Cinco formas de evitar violar a lei de publicidade de criptomoedas

  1. Use linguagem neutra. Em vez de «invista em Bitcoin», diga «Bitcoin demonstra características tecnológicas interessantes».

  2. Foque na tecnologia, não na rentabilidade. Explique o funcionamento de contratos inteligentes, sem mencionar ganhos potenciais.

  3. Evite nomes específicos de serviços. Não faça publicidade de exchanges específicas, use expressões genéricas como «plataformas de cripto».

  4. Trabalhe com audiências fechadas. Newsletters para profissionais do setor ou mensagens em chats privados não configuram publicidade.

  5. Mantenha distância de vendas. Separe ao máximo conteúdo educativo de propostas comerciais.

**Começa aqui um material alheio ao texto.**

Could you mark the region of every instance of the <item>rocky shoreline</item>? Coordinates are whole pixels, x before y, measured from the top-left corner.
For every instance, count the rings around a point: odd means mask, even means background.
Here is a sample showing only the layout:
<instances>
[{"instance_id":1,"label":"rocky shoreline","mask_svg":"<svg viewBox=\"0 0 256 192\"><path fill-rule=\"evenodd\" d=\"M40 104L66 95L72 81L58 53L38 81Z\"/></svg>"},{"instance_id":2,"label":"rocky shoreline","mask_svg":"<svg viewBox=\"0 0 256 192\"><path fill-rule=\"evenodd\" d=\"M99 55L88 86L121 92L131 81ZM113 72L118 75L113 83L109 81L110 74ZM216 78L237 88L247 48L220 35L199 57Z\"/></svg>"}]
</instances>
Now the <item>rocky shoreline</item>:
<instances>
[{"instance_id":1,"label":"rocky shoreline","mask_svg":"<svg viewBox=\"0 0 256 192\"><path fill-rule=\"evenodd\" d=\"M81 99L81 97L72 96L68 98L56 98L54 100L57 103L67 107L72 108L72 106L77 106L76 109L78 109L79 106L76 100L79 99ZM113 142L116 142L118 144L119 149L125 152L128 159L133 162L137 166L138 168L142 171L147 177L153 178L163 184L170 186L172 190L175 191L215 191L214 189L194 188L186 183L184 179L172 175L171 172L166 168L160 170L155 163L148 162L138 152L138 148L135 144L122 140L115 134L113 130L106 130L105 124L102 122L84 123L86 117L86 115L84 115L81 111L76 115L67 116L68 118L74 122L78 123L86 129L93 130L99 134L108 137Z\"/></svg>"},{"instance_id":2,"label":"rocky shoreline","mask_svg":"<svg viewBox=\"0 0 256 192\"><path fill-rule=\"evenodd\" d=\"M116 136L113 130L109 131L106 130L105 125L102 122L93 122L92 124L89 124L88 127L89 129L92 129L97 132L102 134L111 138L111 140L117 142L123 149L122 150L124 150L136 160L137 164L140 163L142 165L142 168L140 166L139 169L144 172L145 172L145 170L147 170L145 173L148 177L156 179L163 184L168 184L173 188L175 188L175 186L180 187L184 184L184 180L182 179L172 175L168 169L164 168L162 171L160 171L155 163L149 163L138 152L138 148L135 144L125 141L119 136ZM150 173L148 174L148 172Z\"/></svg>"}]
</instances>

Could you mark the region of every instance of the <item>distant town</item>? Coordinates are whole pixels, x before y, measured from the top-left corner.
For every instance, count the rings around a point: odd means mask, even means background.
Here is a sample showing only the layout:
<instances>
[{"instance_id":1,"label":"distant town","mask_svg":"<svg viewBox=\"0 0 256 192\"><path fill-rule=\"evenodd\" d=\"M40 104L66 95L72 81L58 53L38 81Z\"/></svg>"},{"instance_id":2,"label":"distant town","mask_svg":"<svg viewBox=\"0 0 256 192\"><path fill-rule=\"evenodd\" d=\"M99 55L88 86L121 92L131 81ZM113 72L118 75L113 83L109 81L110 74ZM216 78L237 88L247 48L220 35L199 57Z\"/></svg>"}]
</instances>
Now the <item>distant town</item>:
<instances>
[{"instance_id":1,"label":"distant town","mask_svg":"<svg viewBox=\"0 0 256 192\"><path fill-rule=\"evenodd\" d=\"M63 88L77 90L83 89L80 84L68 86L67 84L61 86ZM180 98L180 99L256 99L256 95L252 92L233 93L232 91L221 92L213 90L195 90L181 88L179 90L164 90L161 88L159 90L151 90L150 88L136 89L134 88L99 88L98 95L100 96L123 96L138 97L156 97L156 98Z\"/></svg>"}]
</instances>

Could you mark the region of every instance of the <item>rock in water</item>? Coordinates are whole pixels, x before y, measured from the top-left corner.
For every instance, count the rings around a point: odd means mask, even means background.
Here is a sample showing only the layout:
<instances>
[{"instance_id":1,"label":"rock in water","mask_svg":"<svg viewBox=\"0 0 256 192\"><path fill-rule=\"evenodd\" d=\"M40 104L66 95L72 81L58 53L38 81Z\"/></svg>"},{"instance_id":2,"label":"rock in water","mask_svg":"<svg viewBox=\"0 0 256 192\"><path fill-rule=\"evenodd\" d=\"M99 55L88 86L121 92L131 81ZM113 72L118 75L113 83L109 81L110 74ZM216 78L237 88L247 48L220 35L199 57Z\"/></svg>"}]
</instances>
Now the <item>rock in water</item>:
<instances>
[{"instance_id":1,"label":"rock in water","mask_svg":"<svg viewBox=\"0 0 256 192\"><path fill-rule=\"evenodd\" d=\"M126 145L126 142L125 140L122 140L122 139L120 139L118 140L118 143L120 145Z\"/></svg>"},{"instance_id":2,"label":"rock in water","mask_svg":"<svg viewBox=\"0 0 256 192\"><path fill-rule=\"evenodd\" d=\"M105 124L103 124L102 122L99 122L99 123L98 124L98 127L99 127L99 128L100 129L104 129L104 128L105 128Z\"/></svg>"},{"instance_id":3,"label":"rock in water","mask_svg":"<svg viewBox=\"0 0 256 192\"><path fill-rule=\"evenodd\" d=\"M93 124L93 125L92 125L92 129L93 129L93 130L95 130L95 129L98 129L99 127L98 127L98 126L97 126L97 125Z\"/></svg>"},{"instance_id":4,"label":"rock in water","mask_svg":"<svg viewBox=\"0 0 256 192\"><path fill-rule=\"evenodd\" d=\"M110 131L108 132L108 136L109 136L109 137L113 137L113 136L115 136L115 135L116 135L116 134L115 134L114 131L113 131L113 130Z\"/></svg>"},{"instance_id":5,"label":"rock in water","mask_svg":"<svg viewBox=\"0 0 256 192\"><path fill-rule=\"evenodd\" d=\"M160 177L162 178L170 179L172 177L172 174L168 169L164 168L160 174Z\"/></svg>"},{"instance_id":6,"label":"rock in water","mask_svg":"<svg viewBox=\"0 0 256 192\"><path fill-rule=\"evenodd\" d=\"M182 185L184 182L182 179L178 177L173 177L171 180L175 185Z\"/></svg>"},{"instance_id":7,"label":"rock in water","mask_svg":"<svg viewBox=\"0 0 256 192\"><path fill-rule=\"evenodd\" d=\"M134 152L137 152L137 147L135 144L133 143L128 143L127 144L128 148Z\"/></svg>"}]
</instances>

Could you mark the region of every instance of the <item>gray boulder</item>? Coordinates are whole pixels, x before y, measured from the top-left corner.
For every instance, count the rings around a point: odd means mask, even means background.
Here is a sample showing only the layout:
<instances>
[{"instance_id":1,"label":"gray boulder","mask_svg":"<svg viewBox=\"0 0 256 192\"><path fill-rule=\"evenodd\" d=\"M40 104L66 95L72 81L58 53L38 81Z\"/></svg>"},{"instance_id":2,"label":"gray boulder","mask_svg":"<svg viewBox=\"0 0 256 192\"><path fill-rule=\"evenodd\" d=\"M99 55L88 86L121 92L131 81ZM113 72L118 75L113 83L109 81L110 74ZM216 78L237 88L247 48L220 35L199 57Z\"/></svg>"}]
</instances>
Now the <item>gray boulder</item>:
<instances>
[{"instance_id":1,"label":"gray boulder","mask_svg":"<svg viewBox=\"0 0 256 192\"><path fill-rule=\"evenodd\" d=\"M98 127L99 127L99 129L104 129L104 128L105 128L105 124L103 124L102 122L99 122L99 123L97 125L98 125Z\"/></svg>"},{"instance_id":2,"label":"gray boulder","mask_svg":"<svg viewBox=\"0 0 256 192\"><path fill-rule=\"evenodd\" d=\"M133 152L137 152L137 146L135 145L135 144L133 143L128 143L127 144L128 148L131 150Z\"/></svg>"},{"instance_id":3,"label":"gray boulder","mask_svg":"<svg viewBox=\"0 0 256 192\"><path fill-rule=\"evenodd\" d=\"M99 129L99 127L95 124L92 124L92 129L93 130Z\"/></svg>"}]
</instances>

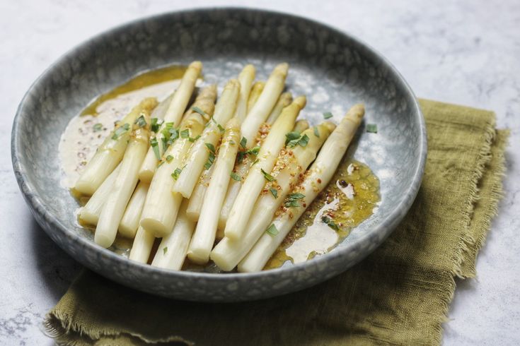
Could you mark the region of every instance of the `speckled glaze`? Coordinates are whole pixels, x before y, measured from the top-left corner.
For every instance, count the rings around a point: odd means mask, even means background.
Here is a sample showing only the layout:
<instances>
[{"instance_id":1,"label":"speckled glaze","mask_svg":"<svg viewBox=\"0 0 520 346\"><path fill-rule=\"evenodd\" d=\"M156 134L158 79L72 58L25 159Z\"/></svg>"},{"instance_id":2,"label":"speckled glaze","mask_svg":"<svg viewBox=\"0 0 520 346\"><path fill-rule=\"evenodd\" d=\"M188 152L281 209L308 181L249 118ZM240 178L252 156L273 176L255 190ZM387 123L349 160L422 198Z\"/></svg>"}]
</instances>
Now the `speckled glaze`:
<instances>
[{"instance_id":1,"label":"speckled glaze","mask_svg":"<svg viewBox=\"0 0 520 346\"><path fill-rule=\"evenodd\" d=\"M77 202L61 186L59 134L93 97L136 73L166 64L202 61L204 78L219 83L244 64L267 77L291 66L288 88L306 94L311 121L331 110L337 120L354 103L365 121L349 154L381 179L381 203L337 249L299 265L251 274L174 272L132 262L94 244L79 227ZM31 86L13 126L13 166L25 201L49 236L74 258L125 285L164 297L233 302L266 298L325 280L362 260L388 236L410 207L426 158L426 132L413 93L379 54L349 35L305 18L238 8L204 9L145 18L98 36L60 58Z\"/></svg>"}]
</instances>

Consequências de violar a lei: multas e bloqueios

A violação da proibição de publicidade de criptomoedas acarreta consequências sérias:

Para os anunciantes (empresas que veiculam anúncios):

  • Multas de até 500.000 rublos por infração
  • Bloqueio de contas de publicidade nas plataformas
  • Possível responsabilização criminal em caso de reincidência

Para as plataformas (redes sociais, sites, apps que veicularam o conteúdo):

  • Multas de até 500.000 rublos
  • Bloqueio de aplicativos ou sites na Rússia
  • Restrição de acesso

As multas são aplicadas por cada infração, não por conjunto. Ou seja, se uma empresa publicou anúncios em vários locais, pode ser multada por cada um deles.

Zonas cinzentas e o futuro da regulamentação da publicidade de criptomoedas

Apesar da formalização das proibições, o lei ainda apresenta várias lacunas. Alguns tipos de negócios cripto permanecem em zona de indefinição:

  • Jogos com tokens. Tecnicamente, são jogos, não publicidade de criptomoedas. Mas se fizerem foco na atratividade do token, pode ser considerado violação.

  • NFT e memecoins. Formalmente, não entram na definição de AFD, mas não há recomendações claras.

  • Plataformas P2P. Anúncios pessoais de compra e venda em sites P2P podem não ser publicidade, mas a plataforma em si está sujeita às restrições.

Muitas empresas esperam que os tribunais interpretem as formulações vagas a favor do negócio. Contudo, essa é uma estratégia arriscada.

Provavelmente, nos próximos anos, os legisladores irão esclarecer as definições de proibição de publicidade de criptomoedas para fechar brechas existentes. Já há especulações de que stablecoins também poderão ser incluídas na proibição na próxima revisão da lei.

As empresas devem tratar com seriedade a legislação atual e não confiar em mudanças futuras. Cautela e uma abordagem conservadora na divulgação de informações sobre criptomoedas são o mínimo necessário para segurança jurídica.